Down Mexico Way
There are scholars who keep track of children’s rhymes, as well there should be. But all I want to do here is record one Lilly brought home from a field trip today. She and the rest of the first grade went to the Shedd Aquarium in downtown Chicago to ogle the fishes and monsters of the deep. Definitely a cool destination. Wish I'd had something like that around when I was that age, though I did see a world’s fair, but not as a school trip.
Anyway, the kids entertained themselves on the bus, as kids do. After Lilly returned for the day we headed out, and from the back seat of the car I heard:
“I don’t want to go to Mexico any more, more, more.
There’s a big fat policeman
At my door, door, door.
He grabs me by the collar
He makes me pay a dollar.
I don’t want to go to Mexico any more, more, more.”
For all I know, this could be something filtered down from some cartoon I’ve never watched, like South Park, or one I’ve seen sporadically, like The Simpsons, or any of a number of others, or some movie, or some song.
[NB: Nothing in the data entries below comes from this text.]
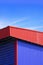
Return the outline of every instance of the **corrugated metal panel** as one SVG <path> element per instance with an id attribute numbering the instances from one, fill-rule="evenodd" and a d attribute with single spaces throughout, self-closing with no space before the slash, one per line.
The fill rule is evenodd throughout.
<path id="1" fill-rule="evenodd" d="M 0 39 L 14 37 L 43 46 L 43 32 L 8 26 L 0 29 Z"/>
<path id="2" fill-rule="evenodd" d="M 0 65 L 15 65 L 15 56 L 14 41 L 0 43 Z"/>
<path id="3" fill-rule="evenodd" d="M 18 65 L 43 65 L 43 47 L 18 40 Z"/>

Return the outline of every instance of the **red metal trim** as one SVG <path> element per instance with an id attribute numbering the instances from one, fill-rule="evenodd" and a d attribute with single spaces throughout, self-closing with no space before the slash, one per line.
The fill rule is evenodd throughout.
<path id="1" fill-rule="evenodd" d="M 0 30 L 0 39 L 12 36 L 34 44 L 43 45 L 43 32 L 8 26 Z"/>
<path id="2" fill-rule="evenodd" d="M 16 44 L 15 44 L 15 53 L 16 53 L 16 56 L 15 56 L 15 64 L 14 65 L 18 65 L 18 45 L 17 45 L 17 40 L 16 40 Z"/>

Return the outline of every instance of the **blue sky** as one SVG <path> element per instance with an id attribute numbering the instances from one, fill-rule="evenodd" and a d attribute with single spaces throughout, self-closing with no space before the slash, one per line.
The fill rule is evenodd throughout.
<path id="1" fill-rule="evenodd" d="M 0 28 L 9 25 L 43 31 L 43 1 L 1 0 Z"/>

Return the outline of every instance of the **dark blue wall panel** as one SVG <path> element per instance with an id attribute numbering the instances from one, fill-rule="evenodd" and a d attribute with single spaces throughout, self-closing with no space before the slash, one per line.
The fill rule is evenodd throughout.
<path id="1" fill-rule="evenodd" d="M 43 65 L 43 47 L 18 40 L 18 65 Z"/>
<path id="2" fill-rule="evenodd" d="M 0 65 L 14 65 L 14 42 L 0 43 Z"/>

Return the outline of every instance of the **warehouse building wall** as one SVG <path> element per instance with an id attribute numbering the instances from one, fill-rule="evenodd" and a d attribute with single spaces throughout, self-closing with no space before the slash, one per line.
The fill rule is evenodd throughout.
<path id="1" fill-rule="evenodd" d="M 43 47 L 18 40 L 18 65 L 43 65 Z"/>
<path id="2" fill-rule="evenodd" d="M 7 40 L 0 43 L 0 65 L 16 65 L 16 43 Z"/>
I’ve missed a lot of pop culture since about 1980, and I don’t care who knows it.
I ran some of the keys words of the rhyme through Google, and no link to the mass media turned up. A couple of sites did mention it, however, including one that said it has been popular with black kids in recent years, and perhaps originated from something called “I Don’t Want to Go to Macy’s,” recorded in the 1930s. But no further information about that turned up; my source didn’t even say whether that was a mainstream song or what.
But it’s enough to know that it’s a bone fide children’s rhyme, and one I’d never heard. It contains a nugget of lore too, at least when it comes to Mexican law enforcement’s reputation for petty (or not-so-petty) corruption.